Content: The Key Ingredient
Content is king in the blog world. We aim for 300-500 words of content. Some may be shorter or longer, but most fall into the aforementioned range. This may seem daunting at first, staring at the blank page and blinking cursor, but the more you write, the easier it becomes. You just have to sit down and do it. See yesterday’s post for more (How to Write Anywhere & End Procrastination For Good).
The content must also have some intrinsic value to the audience. It needs to have a focus and a purpose, for example, to inform or entertain. A scattered blog post is not very helpful to readers, even it can be fun to create.
Images: Visual Value
Everyone seems to have a two second attention span these days. Pictures help break up content for the reader. We tend to use between 3-10 images per post. The internet is a big place with lots of websites competing for viewership; images keep readers captivated. How many times have you stayed on a website to view interesting images?

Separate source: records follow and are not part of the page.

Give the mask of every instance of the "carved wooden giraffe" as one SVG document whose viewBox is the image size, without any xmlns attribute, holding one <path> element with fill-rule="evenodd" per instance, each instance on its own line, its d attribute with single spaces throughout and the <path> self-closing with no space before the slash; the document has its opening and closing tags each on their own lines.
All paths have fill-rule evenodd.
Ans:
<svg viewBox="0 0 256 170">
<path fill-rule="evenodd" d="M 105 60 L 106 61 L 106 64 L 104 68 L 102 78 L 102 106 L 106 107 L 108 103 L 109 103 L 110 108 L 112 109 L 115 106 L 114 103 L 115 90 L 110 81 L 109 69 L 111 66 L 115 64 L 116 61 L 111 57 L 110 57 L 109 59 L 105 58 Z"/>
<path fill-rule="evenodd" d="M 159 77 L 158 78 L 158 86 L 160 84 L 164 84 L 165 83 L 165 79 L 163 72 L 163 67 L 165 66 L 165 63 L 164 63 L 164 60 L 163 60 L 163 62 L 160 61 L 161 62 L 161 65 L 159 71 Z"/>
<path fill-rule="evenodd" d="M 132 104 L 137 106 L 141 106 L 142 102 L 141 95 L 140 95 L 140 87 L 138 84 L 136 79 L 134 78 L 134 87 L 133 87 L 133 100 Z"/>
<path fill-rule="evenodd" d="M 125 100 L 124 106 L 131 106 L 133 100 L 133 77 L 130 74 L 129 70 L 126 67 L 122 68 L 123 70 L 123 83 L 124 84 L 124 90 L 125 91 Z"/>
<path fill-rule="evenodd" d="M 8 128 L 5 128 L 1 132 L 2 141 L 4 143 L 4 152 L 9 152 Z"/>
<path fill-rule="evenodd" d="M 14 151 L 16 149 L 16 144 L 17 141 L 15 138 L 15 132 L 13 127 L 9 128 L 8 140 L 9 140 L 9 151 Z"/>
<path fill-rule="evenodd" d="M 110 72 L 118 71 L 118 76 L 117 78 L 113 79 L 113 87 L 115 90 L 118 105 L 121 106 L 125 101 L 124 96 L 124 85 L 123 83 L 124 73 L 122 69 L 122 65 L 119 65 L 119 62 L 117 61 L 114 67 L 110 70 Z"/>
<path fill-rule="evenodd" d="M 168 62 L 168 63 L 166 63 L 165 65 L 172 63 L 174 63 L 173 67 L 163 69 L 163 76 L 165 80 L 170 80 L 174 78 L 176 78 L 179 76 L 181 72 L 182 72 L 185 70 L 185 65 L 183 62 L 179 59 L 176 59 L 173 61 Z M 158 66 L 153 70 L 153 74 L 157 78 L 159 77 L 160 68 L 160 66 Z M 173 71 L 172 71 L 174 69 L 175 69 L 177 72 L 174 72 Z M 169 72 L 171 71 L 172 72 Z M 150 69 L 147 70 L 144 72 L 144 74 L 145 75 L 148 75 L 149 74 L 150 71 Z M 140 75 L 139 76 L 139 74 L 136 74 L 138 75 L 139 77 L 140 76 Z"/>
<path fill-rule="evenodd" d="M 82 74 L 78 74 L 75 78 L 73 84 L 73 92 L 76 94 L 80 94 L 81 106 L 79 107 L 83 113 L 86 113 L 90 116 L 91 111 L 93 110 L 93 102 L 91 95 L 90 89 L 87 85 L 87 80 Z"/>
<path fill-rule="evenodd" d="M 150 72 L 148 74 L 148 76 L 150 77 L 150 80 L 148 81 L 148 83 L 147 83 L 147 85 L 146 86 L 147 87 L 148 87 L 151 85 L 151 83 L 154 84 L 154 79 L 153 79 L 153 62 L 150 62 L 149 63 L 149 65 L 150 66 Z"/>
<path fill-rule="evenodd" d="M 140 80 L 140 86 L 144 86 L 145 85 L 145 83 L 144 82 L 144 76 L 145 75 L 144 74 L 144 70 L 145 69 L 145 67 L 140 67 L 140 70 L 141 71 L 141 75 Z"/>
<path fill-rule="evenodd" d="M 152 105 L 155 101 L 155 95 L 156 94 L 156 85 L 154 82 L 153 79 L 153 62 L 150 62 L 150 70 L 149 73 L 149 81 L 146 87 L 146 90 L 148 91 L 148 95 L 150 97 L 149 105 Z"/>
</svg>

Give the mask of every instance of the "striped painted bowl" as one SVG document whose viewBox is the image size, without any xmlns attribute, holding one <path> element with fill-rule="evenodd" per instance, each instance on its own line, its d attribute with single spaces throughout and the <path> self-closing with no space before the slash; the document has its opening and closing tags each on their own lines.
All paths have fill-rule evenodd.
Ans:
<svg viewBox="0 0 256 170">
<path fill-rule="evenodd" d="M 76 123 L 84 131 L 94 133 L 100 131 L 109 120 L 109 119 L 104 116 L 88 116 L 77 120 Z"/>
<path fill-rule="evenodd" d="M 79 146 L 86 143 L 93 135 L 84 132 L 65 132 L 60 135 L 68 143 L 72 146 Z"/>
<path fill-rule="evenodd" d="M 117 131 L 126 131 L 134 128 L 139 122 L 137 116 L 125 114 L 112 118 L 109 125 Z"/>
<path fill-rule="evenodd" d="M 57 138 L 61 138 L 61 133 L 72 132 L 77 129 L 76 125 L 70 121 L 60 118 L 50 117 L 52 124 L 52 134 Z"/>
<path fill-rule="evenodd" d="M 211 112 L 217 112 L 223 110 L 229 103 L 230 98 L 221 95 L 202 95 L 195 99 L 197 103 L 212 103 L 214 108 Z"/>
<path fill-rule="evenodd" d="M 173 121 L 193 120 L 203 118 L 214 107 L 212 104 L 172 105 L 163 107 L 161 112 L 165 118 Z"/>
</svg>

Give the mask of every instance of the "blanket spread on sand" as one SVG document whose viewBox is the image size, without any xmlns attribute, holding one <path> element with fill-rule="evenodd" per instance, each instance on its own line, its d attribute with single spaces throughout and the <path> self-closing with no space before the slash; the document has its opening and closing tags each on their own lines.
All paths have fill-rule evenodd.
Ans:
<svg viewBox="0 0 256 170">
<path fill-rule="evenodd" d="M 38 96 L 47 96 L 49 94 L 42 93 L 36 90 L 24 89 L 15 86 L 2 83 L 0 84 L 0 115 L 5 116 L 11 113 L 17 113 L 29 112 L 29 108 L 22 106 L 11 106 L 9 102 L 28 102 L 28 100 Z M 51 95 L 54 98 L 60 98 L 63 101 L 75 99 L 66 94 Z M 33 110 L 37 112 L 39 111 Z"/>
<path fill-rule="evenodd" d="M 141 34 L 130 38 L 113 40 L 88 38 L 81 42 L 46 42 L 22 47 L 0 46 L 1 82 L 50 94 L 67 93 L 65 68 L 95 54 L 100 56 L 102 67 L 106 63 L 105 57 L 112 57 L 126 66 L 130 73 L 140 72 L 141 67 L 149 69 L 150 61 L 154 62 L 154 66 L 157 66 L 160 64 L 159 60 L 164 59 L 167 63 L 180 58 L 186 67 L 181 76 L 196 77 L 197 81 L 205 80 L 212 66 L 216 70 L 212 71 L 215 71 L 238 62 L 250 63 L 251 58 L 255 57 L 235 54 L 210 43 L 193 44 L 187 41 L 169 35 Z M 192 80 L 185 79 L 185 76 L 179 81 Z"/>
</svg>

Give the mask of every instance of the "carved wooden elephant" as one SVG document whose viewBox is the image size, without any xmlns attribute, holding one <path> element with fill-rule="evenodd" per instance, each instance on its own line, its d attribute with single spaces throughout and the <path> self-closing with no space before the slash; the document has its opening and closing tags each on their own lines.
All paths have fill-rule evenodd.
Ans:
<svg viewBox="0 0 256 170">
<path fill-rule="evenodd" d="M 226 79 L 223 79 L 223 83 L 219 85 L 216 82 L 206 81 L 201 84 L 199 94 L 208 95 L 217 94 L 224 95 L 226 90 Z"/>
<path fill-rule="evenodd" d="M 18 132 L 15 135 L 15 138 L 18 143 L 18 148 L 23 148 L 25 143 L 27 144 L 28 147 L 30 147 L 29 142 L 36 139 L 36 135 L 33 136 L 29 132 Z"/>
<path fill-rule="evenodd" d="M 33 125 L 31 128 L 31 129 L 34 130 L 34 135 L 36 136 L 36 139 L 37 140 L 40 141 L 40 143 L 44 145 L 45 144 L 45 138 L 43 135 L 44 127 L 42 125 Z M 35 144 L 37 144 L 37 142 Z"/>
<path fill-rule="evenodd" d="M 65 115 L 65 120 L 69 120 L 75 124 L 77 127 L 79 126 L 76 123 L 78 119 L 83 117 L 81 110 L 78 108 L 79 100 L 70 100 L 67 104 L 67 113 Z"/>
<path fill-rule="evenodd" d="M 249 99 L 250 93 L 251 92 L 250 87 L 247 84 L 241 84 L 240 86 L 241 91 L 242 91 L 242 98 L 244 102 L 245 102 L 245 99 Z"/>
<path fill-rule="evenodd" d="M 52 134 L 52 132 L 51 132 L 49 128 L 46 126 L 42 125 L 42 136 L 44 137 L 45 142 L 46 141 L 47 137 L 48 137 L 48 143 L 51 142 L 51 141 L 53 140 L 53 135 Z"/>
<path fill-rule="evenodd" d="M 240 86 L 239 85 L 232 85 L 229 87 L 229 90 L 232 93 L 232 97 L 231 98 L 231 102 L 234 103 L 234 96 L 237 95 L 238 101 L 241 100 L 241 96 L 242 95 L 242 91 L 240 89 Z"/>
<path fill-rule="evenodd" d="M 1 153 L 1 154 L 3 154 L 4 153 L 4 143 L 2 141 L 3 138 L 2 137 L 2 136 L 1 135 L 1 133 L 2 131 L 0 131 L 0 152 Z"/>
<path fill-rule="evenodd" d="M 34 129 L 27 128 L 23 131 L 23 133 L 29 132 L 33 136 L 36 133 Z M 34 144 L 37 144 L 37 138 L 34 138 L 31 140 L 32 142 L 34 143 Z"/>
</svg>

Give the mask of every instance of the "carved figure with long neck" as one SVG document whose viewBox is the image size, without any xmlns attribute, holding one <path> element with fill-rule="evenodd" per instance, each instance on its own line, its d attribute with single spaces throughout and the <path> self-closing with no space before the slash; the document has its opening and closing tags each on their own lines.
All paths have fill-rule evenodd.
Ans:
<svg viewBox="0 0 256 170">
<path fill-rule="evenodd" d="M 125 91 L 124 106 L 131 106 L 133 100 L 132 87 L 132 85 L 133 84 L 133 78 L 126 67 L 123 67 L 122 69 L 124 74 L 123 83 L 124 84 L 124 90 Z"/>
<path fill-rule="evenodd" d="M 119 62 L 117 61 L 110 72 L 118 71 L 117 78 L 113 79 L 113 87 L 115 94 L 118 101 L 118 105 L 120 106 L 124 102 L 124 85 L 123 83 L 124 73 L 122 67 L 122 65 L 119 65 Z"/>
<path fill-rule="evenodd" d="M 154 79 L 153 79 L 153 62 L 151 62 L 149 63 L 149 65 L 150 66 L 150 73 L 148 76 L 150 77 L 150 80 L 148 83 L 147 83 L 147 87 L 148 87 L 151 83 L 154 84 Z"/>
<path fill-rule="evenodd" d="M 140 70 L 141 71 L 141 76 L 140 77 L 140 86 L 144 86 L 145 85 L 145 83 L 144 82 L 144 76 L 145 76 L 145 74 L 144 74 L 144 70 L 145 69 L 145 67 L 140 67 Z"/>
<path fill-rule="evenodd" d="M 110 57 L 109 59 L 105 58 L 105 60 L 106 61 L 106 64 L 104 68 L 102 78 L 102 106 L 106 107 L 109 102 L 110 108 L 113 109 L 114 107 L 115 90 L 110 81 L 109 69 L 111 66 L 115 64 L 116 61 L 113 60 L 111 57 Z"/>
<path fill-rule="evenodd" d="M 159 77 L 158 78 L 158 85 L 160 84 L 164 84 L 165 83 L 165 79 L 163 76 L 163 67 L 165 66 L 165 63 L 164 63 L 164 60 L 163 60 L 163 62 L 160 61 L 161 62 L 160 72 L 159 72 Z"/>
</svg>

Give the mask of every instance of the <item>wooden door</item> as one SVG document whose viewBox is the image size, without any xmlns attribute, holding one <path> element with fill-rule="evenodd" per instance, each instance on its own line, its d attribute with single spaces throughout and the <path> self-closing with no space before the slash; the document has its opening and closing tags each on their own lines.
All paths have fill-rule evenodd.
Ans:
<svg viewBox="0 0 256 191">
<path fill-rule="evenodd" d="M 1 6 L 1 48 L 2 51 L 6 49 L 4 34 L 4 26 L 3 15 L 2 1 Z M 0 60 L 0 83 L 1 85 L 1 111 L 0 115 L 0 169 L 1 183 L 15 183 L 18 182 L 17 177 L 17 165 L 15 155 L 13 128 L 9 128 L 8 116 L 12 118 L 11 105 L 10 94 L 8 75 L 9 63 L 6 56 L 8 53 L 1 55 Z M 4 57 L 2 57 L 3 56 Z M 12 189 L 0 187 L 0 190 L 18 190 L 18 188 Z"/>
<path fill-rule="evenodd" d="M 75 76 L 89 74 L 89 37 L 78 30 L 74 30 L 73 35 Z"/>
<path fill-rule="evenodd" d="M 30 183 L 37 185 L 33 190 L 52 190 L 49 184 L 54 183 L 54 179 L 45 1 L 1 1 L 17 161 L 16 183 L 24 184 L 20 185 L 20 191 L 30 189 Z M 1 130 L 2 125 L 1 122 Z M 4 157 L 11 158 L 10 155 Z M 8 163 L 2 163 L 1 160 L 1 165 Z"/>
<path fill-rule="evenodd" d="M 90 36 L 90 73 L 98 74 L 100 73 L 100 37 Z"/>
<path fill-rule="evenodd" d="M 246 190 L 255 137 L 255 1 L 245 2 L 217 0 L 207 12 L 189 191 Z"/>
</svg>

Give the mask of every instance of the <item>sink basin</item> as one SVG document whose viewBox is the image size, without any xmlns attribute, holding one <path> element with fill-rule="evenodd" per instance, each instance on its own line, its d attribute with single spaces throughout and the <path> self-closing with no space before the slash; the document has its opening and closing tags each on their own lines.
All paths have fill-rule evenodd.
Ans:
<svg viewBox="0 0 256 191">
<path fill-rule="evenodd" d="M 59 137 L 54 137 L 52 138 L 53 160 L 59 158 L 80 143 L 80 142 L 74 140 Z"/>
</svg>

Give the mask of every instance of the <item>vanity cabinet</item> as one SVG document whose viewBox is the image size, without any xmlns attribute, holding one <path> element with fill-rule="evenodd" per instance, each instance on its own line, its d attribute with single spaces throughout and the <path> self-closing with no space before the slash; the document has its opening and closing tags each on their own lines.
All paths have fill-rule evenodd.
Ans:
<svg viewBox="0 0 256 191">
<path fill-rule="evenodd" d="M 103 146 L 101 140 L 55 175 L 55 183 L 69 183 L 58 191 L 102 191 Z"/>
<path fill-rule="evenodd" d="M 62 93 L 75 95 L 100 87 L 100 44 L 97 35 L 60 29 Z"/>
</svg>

You can use your own images, get some from flickr under the Creative Commons Licenses, or just google “free stock photos” to find great sites like unsplash. Once you have your photos, you will likely need to do some editing to optimize them for your blog.
We use Photoshop CC from Adobe on a $10/month subscription basis to make minor improvements to photos. We had been using Photoshop Elements happily for a couple years, including to create our very first book cover. (See more in Evolution of an eBook Cover: Part 1).
However, the price of Photoshop CC is well worth the editing power. You could also use a free alternative like PicMonkey. See The 10 Best Photoshop Alternatives You Need To Know from lifehack.org for more.
Optimized Images: Level Up
We usually adjust the levels, curves, and hue/saturation as needed per photo. We also do any crops, rotations, or necessary text additions/watermarking in Photoshop. We have been teaching ourselves how to use Photoshop through YouTube Tutorials, especially those offered by Phlearn, and through some excellent sessions from Creative Live, where you can stream live classes for FREE! There is always more to learn in Photoshop.
Once we are happy with the look of each photo, we reduce the size to 900 pixels wide x (proportionate number) pixels high; sometimes we do 1200 pixels wide if it is an artsy photo. Reducing the size of your images will increase the speed of your website. Also, you don’t need to worry about high resolution – 72 pixels per inch is fine for blog photos.
Now the photo is ready for import to the website. We use wordpress, which makes image optimization a snap. We further reduce the size of our images using the WordPress Plugin: WP Smush. Almost finished…
Finally, we add the photo to the post and add some “alt text.” This seemingly obscure task is important for search engine optimization (SEO). You can read more at Image SEO: alt tag and title tag optimization from Yoast (of SEO Plugin fame). Basically, you type in words that describe what is in the image into the Alternative Text section of the Image Details. For example, the alt text for the above photo includes: “computer, laptop, photo editing, photoshop.” Another helpful article is from Search Engine Journal: Image Alt Text Vs. Image Title: What’s the Difference?.